Que l'hypothèse selon laquelle le défaut serait apparu au cours du premier trajet peut être écartée puisqu'il est établi que la société IMS a accepté la réception de l'échelle sans réserve et qu'il peut donc en être déduit qu'elle ne présentait aucun défaut au moment de sa mise en circulation ;
Que la preuve n'est pas rapportée d'un défaut du produit imputable à la société Centaure en relation directe avec le dommage de Monsieur Hervault ;
Que le défaut du produit étant né postérieurement à la mise en circulation, il convient de confirmer le jugement en ce qu'il a débouté Monsieur Hervault de sa demande contre la société Centaure sur ce fondement ;
Sur la garantie des vices cachés :
Considérant que selon l'article 1641 du Code civil le vendeur est tenu des vices cachés de la chose vendue qui la rendent impropre à l'usage auquel on la destine ;
Qu'il doit être établi que le vice existait antérieurement à la vente de la chose ou à sa livraison, ou encore que le dit vice existait à l'état de germe ;
Que selon l'article 1595 du Code civil, la vente est formée par l'accord des parties sur la chose et sur le prix.

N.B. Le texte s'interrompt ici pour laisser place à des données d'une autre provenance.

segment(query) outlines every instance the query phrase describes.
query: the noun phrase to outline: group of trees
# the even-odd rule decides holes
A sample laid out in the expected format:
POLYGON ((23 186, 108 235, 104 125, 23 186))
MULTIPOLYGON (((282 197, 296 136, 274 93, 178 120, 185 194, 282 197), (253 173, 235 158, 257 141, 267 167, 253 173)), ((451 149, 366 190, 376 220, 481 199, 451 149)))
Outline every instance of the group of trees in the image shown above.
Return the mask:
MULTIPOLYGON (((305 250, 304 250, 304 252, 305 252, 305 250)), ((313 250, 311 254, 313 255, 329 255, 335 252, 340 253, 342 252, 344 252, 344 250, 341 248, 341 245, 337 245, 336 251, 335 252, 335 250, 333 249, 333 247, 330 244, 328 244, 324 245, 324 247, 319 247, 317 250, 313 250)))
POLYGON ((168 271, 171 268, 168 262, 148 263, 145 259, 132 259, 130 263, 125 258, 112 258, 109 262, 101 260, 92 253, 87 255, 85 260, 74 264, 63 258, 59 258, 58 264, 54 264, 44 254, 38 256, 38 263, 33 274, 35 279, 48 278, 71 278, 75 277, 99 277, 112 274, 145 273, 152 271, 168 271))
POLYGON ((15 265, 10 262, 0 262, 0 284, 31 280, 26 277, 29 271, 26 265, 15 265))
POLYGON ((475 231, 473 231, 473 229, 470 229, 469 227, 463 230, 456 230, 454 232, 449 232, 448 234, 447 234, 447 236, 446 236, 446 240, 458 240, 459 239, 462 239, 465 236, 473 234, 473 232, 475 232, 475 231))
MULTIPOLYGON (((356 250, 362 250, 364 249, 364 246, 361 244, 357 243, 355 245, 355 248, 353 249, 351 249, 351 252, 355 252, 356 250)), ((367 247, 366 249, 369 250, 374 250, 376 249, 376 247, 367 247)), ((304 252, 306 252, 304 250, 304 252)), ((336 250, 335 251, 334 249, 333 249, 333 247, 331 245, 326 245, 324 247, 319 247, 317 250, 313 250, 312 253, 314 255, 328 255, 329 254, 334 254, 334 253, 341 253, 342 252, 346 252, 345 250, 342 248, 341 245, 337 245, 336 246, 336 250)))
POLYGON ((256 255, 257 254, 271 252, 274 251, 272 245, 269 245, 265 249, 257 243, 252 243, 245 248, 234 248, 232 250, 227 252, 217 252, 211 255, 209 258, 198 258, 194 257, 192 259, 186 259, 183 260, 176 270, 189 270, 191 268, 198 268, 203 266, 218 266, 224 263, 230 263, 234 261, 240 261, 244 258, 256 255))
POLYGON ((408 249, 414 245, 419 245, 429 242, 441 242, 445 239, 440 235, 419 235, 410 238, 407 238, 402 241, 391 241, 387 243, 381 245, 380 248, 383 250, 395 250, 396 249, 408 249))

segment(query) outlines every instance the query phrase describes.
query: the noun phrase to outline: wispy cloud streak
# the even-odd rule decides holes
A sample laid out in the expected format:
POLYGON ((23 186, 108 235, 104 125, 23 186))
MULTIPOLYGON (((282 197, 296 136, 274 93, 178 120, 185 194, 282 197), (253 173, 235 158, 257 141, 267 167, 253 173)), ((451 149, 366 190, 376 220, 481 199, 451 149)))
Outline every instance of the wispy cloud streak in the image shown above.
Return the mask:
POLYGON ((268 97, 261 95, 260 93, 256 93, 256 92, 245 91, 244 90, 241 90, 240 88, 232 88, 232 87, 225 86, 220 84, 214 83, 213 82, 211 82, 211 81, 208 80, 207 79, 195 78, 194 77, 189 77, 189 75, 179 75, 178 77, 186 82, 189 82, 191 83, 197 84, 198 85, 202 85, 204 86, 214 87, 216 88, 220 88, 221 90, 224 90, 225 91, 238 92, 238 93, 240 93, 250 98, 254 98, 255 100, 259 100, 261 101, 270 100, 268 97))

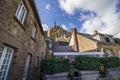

Considérant qu'en l'espèce la vente s'est formée entre Monsieur Hervault et la société IMS le 22 mars 2005 ;
Que selon le rapport d'expertise, il est probable que le défaut de l'échelle est apparu au cours du transport du 24 mars 2005, assurant la livraison au domicile de l'acheteur ;
Que l'expert ajoute qu'il est très peu probable que le défaut existât au jour du premier trajet assurant le transport de la chose entre le fabricant et l'acheteur ;
Que selon le rapport d'expertise, la cause de ce défaut peut être déduite de plusieurs facteurs concordants qui tendent à admettre que l'origine du défaut de piètement est liée à un effet "étau" ramenant sensiblement le pied de l'échelle à la perpendiculaire du dernier barreau ;
Que compte tenu du matériau composant la chose et de sa résistance seul un effort très important sur cette partie de l'échelle peut causer un tel défaut, et qu'il y a donc lieu d'exclure une origine qui serait due au stockage de l'échelle après la livraison ou à une utilisation de l'acheteur une fois la chose livrée ;
Que cependant il est nécessaire pour aboutir à une telle conclusion de connaître les conditions dans lesquelles Monsieur Hervault a conservé l'échelle durant les semaines qui ont précédé l'accident ;
Que l'expert ne relève pas dans quelles conditions l'échelle fut conservée et se fonde pour cela sur le seul élément connu à savoir l'emplacement de l'échelle au jour de l'expertise ;
Que cette constatation ne peut permettre à elle seule, d'exclure la période de stockage de Monsieur Hervault de l'échelle dans la recherche de l'apparition du défaut de l'échelle ;
Qu'à défaut d'autres éléments versés aux débats il est impossible de déterminer avec certitude que l'événement occasionnant le défaut de piètement est survenu avant la vente plus qu'à l'occasion d'un stockage inconvenant à la bonne conservation de la chose ;
Qu'il en résulte que la preuve de l'existence d'un défaut de la chose antérieure à la vente, ou à tout le moins à la livraison, n'est pas rapportée, en sorte que le défaut dont est affectée l'échelle ne peut constituer un vice caché au sens de l'article 1641 du Code civil, quand bien même il ne fut pas apparent pour un acheteur profane ;
Que Monsieur Hervault sera débouté de sa demande sur ce fondement à l'encontre des sociétés IMS et Centaure ;
Par ces motifs, LA COUR, Infirme la décision déférée. Déboute Monsieur Sébastien Hervault de ses demandes à l'encontre de la société IMS Ille et Vilaine Mayenne Sanitherme et de la société Centaure. Vu l'article 700 du Code de procédure civile déboute les parties de leurs demandes fondées sur l'article 700 du Code de procédure civile. Condamne M. Sébastien Hervault aux dépens qui pourront être recouvrés conformément aux dispositions de l'article 699 du Code de procédure civile.